Film yapımcılarının önem verdiği bir başka konu da, ikinci filmin konusunu ABD dışına çıkartarak diğer ülkelere de yaymak şeklindeydi. “Book of Secrets’ta ABD’nin yanısıra uluslararası mekanları tercih etmemizin iki ana sebebi vardı” diyor Turteltaub, “Birinci sebebi, devam filmini yaparken daha büyük ve daha geniş ufuklara açılma şansımız vardı. İkincisi ise, Ben Gates karakterini ABD’nin dışında görmek istedik. Böylece Fransız ve İngiliz tarihlerinin Amerika ile olan bağlantılarının nasıl olduğunu görme fırsatı bulacaktık.”
“National Treasure: Book of Secrets” projesiyle ilgili son sözleri filmin yapımcısı Jerry Bruckheimer söylüyor: “Herşey karakterlerde başlar ve biter. Elimizde heyecan verici bir senaryo olduğu ve karakterler de ilk filmde izleyicinin kalbini kazandığı için onları daha çok maceranın içine attık.
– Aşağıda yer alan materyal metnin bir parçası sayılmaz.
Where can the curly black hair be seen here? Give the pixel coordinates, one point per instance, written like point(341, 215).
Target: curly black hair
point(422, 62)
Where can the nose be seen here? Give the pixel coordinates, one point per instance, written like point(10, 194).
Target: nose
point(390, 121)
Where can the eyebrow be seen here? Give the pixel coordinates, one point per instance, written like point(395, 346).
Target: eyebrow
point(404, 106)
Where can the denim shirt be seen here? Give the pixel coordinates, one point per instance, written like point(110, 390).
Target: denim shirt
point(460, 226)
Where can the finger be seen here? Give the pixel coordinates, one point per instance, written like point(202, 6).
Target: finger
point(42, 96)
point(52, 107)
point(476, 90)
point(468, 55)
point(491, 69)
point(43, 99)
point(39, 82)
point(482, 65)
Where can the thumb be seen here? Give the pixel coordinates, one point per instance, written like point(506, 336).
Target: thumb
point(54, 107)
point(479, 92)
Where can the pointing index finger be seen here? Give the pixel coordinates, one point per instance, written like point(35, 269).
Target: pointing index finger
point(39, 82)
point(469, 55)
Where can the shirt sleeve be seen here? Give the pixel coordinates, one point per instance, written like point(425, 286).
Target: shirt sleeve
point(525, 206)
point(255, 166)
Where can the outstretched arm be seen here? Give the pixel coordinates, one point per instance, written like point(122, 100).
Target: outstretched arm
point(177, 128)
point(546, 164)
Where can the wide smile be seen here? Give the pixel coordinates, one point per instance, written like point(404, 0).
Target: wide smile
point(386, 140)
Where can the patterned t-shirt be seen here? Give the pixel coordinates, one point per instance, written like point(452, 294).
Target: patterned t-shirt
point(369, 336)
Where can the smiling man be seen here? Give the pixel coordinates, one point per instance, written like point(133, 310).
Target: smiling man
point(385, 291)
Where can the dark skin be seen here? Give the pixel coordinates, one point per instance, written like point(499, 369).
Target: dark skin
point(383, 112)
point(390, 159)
Bence bu filmin en harika yanı, herkes için göz kamaştırıcı bir film olmasıdır. Entelektüel yapısı vardır ama neler olup bittiğini çocuğunuz da anlayabilir. Tatillerin ardarda geldiği yılbaşı zamanı akşam yemeğinden sonra tüm ailenizi alıp gidebileceğiniz, popcornunuzu yerken keyifli iki saat geçirerek eğleneceğiniz filmlerden birisidir. İzleyici bu filmden çıkarken anlatılan öykünün temel alındığı tarihsel olgular hakkında bazı sorular soracak. Bu filmi yapmakla onlara birşeyler öğrettiğimize ama ondan da önemlisi biraz beyin jimnastiği yaptıracak bir yolculuğa çıkarttığımıza inanıyorum.”